Your mortgage is most likely your biggest source of debt. While this is common for most families, mortgage debt and default is becoming all too common in this tough economy. For most people, the threat of losing their home to foreclosure is rapidly approaching and leaving many people feeling overwhelmed. Luckily, homeowners in nearly all situations have options for avoiding foreclosure.
With more talk of refinancing options, many homeowners find enticing offers from lenders to be quite attractive. Although refinancing your mortgage may help lower your monthly mortgage payment, it is proactive solution. In other words, refinancing is not a viable option for anyone who is already having financial problems or missed a mortgage payment. Refinancing takes good credit and payment history, something that is tarnished once a payment has been missed.

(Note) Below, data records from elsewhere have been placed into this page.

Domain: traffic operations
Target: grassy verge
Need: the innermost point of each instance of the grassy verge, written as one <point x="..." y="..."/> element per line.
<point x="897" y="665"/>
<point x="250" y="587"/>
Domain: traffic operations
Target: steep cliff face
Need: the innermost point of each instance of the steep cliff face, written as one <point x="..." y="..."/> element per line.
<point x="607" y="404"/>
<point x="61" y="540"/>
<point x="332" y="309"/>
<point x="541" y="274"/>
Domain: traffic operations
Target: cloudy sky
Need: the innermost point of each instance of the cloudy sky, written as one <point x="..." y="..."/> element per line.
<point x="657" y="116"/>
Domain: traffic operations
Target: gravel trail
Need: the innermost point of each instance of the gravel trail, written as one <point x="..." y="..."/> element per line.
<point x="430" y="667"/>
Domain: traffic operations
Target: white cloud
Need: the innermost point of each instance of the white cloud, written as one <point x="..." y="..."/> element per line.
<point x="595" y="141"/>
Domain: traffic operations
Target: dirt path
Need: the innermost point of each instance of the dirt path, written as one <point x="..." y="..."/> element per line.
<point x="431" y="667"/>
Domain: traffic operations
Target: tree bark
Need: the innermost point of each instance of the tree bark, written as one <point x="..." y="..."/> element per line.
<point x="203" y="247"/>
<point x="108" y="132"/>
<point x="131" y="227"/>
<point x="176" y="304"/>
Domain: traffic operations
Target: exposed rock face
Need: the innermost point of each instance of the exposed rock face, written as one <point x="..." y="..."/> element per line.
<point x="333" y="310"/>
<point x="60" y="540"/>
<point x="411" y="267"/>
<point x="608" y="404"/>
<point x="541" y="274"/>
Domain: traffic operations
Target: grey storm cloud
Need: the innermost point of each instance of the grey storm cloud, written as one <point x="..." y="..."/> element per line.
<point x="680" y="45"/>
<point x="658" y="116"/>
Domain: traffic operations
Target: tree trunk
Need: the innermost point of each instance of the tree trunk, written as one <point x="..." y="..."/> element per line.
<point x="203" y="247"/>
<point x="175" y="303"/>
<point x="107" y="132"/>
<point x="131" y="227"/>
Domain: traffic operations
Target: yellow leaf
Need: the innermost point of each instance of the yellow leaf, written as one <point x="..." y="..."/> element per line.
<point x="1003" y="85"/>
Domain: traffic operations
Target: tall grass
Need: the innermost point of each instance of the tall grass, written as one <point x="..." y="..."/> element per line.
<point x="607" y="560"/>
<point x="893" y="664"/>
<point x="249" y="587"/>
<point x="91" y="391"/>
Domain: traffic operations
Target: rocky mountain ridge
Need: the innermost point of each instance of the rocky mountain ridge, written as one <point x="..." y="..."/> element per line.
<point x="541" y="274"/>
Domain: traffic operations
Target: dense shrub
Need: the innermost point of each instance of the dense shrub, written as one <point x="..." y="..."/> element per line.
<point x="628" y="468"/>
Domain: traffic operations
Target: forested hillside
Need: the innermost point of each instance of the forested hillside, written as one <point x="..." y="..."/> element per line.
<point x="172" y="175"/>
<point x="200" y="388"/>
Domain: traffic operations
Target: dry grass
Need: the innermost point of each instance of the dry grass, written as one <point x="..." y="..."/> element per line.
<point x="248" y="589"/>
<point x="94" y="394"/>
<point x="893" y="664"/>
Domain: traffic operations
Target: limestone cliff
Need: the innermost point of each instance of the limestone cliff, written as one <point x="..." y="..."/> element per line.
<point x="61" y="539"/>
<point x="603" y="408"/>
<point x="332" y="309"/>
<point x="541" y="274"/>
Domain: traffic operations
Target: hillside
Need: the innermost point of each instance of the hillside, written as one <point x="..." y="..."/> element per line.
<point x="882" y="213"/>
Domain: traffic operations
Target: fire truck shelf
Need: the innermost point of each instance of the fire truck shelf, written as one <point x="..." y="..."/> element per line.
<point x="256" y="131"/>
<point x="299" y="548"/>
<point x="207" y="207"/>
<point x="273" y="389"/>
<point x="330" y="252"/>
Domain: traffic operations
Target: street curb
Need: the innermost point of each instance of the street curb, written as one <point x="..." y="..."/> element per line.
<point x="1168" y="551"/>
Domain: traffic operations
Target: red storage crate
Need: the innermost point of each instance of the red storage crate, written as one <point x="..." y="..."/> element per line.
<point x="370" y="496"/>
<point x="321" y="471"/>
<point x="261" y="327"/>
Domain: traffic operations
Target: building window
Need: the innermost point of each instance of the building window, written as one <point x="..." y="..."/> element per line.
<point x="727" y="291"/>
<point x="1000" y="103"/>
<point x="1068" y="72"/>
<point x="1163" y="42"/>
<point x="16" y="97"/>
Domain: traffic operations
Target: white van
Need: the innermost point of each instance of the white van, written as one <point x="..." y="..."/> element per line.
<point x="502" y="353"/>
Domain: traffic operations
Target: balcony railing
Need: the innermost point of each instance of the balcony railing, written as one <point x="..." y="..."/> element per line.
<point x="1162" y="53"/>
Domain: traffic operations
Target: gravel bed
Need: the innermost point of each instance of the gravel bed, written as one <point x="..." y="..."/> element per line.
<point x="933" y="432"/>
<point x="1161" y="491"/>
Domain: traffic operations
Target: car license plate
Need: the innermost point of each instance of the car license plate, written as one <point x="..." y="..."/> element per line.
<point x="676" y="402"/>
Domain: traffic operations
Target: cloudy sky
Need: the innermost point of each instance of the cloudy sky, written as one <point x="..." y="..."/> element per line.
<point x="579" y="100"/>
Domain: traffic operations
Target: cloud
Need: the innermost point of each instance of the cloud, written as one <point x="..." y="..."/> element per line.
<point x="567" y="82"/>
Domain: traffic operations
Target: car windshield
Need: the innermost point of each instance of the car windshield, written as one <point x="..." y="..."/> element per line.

As one of the most notable foreclosure alternatives, loan modifications are not highly advertised by lenders. In fact, most homeowners have to explicitly request one in order to even be considered. While this option may be able to lower monthly payments and help a homeowner get caught up on missed payments, not everyone will qualify. Modifications also carry high credit requirements and may be denied if you have already missed a payment. Requesting a modification before default is generally the best strategy.
Short Sales And Deed In Lieu
While a short sale and deed in lieu can prevent a foreclosure, you will be required to forfeit the home. In general, a short sale can help you absolve your mortgage debt liability while minimizing credit damage and future lending problems. However, the process can be long and tedious. A deed in lieu is typically not recommended until all other mortgage debt solutions have been attempted as they provide foreclosure relief but at a greater credit expense than other options.